I consider two functions equivalent if they are related by a simple shift, hence "(equivalence classes of)".
I wrote a computer program to count these functions for small values of $N$, and it spit out the first dozen terms of http://oeis.org/A008965 . However, I can't see any simple relationship between the things being counted there (necklaces of beads grouped into sets), and the things I'm counting (periodic functions with a certain property).

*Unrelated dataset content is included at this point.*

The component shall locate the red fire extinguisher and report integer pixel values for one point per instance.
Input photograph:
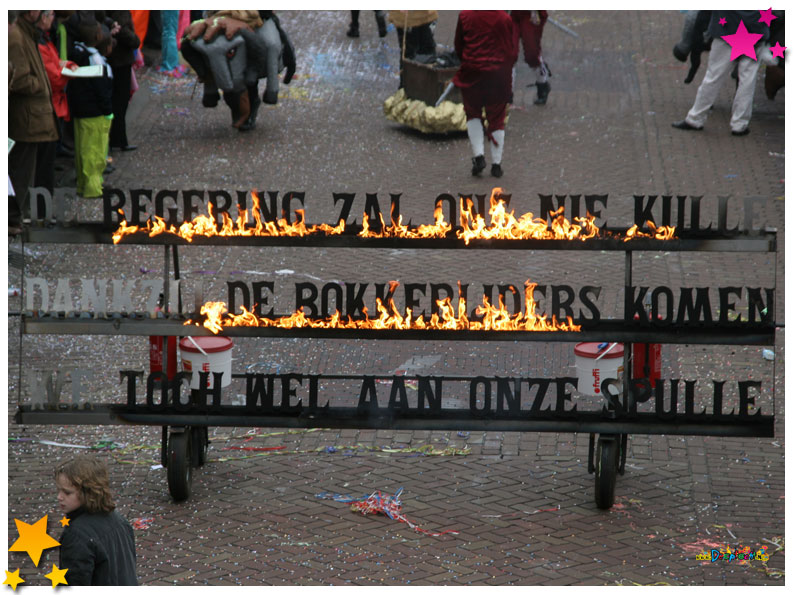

So what I'm really asking is why the numbers of functions are the same as the numbers of necklaces, or in other words how to map one problem onto the other.
As an example, here are the 13 functions for $N=6$:
[1, 0, 0, 0, 0, -1], [0, 1, 0, 0, 0, -1], [1, -1, 1, 0, 0, -1], [0, 0, 1, 0, 0, -1], [1, 0, -1, 1, 0, -1], [0, 1, -1, 1, 0, -1], [1, -1, 0, 1, 0, -1], [0, 0, 0, 1, 0, -1], [1, -1, 1, -1, 1, -1], [0, 0, 1, -1, 1, -1], [0, 1, -1, 0, 1, -1], [0, 0, 0, 0, 1, -1], [0, 0, 0, 0, 0, 0]
and here are the 13 necklaces with 6 total beads:
(2, 3, 1), (2, 1, 1, 1, 1), (2, 2, 2), (2, 4), (3, 3), (4, 1, 1), (1, 1, 1, 1, 1, 1), (3, 1, 1, 1), (2, 2, 1, 1), (1, 5), (2, 1, 3), (6), (2, 1, 2, 1)
There are 13 of either, but I don't see how to put them in a natural 1-to-1 correspondence. And I'd be very surprised if it were just a coincidence, because the sequence matches up to 351, at which point my rather brute-force program started taking way too long.